William froze for a moment. The green glow that had seemed worthless just minutes ago now seemed to shift, gilded with a bright golden edge. “You said you had two pieces of news. What’s the bad one?”

“The one I just told you was the bad one.”

“Huh?”

“We’re inside the alchemist’s mine for extracting raw materials.” Kraft repeated the fact, slipped the crystal into his pocket, and lit another torch as he walked forward. “I hope you still remember what happened in this mine—or would calling it the ‘Old Mine’ help jog your memory?”

They stepped over pottery shards and glass fragments, crossed the broken-handled pickaxe, and saw chisel marks on the cave walls. William quickly realized what their greatest problem was.

“Collapse…”

In the area with the densest mining traces, the entire section had caved in, blocking the passage with rocks. The arrival of the excavators wasn’t the direct cause of the miners’ deaths, but it delivered the fatal blow to the already weakened structure.

On the massive boulder blocking their path, chisel marks converged into several small pits. A rusted iron pickaxe, its head broken off, lay discarded nearby.

“Can we try going back and finding another route?”

Kraft slowly shook his head, lighting another torch—he’d brought plenty, but they wouldn’t last forever. “We probably don’t have time to find a second path.”

“So close… just a little further?” William shoved the rock with all his strength, recoiling several steps from the recoil. The rock didn’t budge. After traveling so far, escaping from that monstrous thing, standing inside the treasure they sought—only to be blocked at the final step?

They were likely no more than a few dozen steps from the outside world. The collapsed rocks had turned this stretch into an impassable chasm—impossible to dig through by human strength alone.

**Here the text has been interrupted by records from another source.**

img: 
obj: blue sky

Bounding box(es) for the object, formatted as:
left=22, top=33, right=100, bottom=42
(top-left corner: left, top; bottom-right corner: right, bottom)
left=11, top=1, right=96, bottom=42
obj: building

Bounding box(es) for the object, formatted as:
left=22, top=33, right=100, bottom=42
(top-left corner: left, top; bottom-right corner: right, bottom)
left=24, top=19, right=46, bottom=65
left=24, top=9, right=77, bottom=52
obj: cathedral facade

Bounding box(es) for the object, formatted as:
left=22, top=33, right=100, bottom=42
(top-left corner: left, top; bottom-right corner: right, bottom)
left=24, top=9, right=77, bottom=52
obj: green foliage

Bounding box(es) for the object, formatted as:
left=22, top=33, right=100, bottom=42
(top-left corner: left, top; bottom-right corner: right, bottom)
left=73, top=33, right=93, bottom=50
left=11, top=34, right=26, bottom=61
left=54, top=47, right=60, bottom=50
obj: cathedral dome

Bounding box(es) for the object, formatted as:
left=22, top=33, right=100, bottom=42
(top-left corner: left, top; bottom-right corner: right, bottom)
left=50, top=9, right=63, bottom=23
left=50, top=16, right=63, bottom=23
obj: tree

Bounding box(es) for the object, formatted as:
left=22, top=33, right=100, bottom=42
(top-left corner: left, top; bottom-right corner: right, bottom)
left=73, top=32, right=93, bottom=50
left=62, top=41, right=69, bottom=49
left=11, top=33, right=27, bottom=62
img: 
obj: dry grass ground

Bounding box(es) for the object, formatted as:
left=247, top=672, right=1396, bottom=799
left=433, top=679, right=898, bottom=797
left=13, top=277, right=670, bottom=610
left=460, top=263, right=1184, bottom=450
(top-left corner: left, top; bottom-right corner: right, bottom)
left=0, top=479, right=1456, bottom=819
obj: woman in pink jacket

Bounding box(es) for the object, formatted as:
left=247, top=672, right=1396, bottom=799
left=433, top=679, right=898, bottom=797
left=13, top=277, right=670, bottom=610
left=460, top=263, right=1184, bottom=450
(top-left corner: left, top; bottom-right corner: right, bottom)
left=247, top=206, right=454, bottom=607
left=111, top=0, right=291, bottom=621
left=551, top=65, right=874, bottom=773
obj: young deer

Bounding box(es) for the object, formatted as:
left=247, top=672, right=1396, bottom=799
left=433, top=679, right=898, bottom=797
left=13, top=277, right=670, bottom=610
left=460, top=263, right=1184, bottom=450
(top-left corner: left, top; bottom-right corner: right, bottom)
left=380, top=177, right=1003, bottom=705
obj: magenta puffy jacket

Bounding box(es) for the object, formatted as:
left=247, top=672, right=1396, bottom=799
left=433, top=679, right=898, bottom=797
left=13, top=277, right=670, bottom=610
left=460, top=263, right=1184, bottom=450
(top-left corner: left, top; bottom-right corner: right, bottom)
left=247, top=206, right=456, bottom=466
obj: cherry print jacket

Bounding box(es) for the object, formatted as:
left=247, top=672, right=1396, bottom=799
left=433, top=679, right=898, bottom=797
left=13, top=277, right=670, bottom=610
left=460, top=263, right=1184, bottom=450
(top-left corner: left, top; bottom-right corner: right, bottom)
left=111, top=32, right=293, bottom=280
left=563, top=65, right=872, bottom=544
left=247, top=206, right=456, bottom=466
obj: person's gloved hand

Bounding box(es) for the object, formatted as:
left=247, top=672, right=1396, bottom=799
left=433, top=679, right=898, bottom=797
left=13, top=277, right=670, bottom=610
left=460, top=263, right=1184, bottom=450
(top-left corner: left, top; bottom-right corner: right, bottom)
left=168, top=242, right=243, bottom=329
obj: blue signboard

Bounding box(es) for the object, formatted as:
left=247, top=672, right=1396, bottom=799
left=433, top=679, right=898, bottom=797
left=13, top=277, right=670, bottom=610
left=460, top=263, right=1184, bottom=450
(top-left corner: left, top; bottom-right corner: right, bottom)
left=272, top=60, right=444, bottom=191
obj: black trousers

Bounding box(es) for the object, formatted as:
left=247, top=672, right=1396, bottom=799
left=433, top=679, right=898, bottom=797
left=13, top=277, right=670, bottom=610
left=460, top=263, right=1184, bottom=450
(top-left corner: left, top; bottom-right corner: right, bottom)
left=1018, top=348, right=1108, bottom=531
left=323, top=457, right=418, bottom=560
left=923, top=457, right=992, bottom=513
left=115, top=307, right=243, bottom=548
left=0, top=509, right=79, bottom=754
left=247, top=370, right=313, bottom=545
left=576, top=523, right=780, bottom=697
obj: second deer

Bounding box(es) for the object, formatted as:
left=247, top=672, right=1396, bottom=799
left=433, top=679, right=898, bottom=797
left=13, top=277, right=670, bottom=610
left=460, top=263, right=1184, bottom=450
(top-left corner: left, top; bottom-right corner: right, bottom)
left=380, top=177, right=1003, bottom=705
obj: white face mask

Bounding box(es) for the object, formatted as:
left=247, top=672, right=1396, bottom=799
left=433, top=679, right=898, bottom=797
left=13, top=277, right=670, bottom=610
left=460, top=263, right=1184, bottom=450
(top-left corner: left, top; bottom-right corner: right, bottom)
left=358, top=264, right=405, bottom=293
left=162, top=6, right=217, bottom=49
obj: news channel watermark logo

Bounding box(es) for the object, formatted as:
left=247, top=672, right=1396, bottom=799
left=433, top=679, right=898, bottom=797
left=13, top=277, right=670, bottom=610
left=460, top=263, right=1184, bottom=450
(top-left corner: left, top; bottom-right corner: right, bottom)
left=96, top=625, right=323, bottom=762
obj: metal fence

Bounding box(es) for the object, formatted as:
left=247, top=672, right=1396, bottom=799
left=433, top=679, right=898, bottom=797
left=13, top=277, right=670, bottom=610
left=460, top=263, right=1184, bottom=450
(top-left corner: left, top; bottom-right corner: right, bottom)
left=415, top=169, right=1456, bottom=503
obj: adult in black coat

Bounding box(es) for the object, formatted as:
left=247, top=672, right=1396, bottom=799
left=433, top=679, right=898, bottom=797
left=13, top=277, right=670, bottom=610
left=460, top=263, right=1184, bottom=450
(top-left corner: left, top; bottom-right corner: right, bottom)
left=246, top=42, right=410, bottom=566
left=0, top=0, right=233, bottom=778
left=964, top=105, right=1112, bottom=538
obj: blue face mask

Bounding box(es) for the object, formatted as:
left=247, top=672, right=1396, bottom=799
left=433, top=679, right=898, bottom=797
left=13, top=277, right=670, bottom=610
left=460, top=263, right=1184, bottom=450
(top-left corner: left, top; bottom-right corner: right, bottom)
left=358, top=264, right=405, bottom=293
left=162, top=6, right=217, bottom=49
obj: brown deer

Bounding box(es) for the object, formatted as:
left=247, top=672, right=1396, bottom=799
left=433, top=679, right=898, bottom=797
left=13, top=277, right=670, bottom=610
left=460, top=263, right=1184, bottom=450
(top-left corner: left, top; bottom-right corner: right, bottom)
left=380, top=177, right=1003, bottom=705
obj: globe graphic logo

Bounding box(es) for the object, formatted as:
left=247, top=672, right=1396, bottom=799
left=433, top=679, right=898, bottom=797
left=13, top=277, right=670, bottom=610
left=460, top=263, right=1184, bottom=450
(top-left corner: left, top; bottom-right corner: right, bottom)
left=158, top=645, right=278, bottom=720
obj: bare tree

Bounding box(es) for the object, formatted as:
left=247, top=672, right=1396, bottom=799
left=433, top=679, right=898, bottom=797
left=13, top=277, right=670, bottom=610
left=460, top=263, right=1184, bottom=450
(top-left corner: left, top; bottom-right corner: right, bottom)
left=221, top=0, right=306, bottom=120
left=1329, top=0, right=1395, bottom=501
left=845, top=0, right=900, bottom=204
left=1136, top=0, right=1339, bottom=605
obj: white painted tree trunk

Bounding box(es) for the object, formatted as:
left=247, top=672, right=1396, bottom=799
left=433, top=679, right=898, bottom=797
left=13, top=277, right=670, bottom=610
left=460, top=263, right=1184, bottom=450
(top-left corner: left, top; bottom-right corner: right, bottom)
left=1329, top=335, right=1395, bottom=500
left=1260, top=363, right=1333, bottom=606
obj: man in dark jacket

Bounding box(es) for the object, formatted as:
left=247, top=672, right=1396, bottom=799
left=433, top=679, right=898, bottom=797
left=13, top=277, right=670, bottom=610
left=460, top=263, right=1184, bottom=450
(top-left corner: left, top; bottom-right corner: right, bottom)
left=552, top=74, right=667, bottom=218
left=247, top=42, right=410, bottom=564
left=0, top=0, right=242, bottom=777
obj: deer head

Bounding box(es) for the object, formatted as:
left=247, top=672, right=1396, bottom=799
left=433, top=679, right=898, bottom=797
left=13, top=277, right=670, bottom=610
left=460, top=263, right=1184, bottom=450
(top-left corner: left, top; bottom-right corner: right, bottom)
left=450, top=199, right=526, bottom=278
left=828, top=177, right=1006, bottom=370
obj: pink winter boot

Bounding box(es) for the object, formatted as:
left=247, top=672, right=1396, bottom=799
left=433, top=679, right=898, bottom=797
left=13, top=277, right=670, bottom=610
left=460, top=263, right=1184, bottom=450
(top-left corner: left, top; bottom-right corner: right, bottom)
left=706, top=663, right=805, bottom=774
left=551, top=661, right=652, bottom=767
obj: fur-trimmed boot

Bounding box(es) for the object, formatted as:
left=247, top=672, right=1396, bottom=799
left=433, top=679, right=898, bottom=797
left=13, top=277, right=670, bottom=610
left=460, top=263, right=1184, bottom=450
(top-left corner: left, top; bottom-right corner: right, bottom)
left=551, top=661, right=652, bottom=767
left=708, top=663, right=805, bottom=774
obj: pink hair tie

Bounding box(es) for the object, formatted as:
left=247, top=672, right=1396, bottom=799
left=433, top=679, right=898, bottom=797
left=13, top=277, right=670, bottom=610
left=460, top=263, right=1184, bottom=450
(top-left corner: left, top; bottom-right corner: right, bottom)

“Are those things going to add two more faces now?” Repeated cycles of hope and despair had battered the captain. They were truly at their wit’s end now—Kraft’s “magic” might carry them across layers, but it couldn’t magically carve a new path.

Kraft remained silent. If anyone felt regret, it was him more than William. Beyond the desire to return and tell stories, he had half a person’s height worth of writing unfinished—he didn’t want to spend his final days in the depths, sharing space with arthropods and shelled worms.

But this wasn’t a problem he could solve. Unless he could conjure up a tunnel boring machine, how could he possibly dig through over ten meters of rock?

“We haven’t seen a single bone—probably all dragged away by those things…” William picked up a heavy piece of feldspar and tried swinging it. He seemed determined to make one final, dignified stand.

That made sense. Along the way, they’d only seen alchemical equipment and pickaxes. Coupled with the local faces that had surfaced in their minds, it wasn’t hard to guess what had happened to the victims.

【Tunnel boring machine?】

Kraft rubbed his chin, his mind suddenly sparked with a dangerous idea—he realized this might not be pure fantasy after all.